Overview

The HttpFS-Proxy service is an authenticating proxy in front of a HttpFS/HDFS service. It offers a REST API for manipulating files on an HDFS filesystem, simplifying the underlying webhdfs API exposed from the HttpFS/HDFS service.

It acts as a gateway service (similarly to the what HttpFS does) i.e. it does not require that the client has network access to the Hadoop cluster.

Authentication

The API authenticates incoming requests using HTTP Basic Authentication scheme. So, it expects an Authorization request header to be present in each request.

A simple example using curl and authenticating as user someone (proper headers will be added by curl because of the -u flag):

curl -XGET -u someone -i 'https://httpfsproxy.example.net/files/status?path=temp/hello.txt'

Each proxy-level user maps to a Hadoop-level user, not necessarily with the same name. The proxy maintains the mapping between its users and Hadoop-level users in order to be able to form proper requests to the underlying webhdfs API (e.g. for translating relative paths).
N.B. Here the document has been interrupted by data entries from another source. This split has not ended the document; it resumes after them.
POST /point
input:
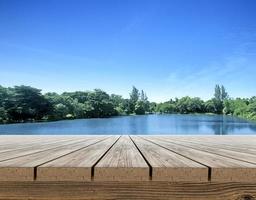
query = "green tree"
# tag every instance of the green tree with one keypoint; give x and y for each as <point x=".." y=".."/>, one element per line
<point x="28" y="103"/>
<point x="134" y="97"/>
<point x="139" y="108"/>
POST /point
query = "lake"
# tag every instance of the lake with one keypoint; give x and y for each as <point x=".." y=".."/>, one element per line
<point x="144" y="124"/>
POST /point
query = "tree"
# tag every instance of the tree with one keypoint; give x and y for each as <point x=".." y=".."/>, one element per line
<point x="217" y="93"/>
<point x="28" y="103"/>
<point x="134" y="97"/>
<point x="220" y="95"/>
<point x="224" y="94"/>
<point x="139" y="108"/>
<point x="3" y="115"/>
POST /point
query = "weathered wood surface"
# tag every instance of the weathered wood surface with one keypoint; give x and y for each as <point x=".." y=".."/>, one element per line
<point x="140" y="190"/>
<point x="122" y="162"/>
<point x="127" y="167"/>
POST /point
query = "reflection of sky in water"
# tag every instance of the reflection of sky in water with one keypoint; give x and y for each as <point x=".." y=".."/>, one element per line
<point x="147" y="124"/>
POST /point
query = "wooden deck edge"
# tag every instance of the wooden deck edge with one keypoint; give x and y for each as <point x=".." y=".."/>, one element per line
<point x="127" y="190"/>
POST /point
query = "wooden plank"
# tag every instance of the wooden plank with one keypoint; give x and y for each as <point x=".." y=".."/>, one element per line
<point x="76" y="166"/>
<point x="219" y="145"/>
<point x="38" y="144"/>
<point x="23" y="168"/>
<point x="219" y="151"/>
<point x="146" y="190"/>
<point x="39" y="148"/>
<point x="169" y="166"/>
<point x="123" y="162"/>
<point x="223" y="169"/>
From now on, we will assume that all example requests are performed by a user someone mapping to a Hadoop-level user user.

Resources

This section describes some common resources exchanged by the API.

File Status

An object that represents the status of a file/directory in a HDFS filesystem. Is a rough equivalent to the output of the stat command in a POSIX filesystem.

Path Type Description

type

String

The type of this enty. One of: FILE, DIRECTORY, SYMLINK

length

Number

The length of a file (in bytes), or zero if a directory

pathSuffix

String

A target-relative path

permission

String

The octal permission, e.g 644

blockSize

Number

The block size (in bytes)

replication

Number

The replication factor for a file, or zero if a directory

accessTime

Number

The timestamp of last access (in Epoch milliseconds)

modificationTime

Number

The timestamp of last modification (in Epoch milliseconds)

owner

String

The owning user

group

String

The owning group

Files API

This is an overview of the files API. All API endpoints, except /f/home-directory, require a path request parameter.

If a path does not correspond to an existing file (or when a regular file is expected but a directory is given), the server responds with 404 Not Found along with a detailed error message (as a JSON payload).

Operation Request Details/Comments

Get home directory

GET /f/home-directory

Get status of file/directory

GET /f/file/status

Get checksum of a file

GET /f/file/checksum

List a directory

GET /f/listing

List children of a directory (no recursion)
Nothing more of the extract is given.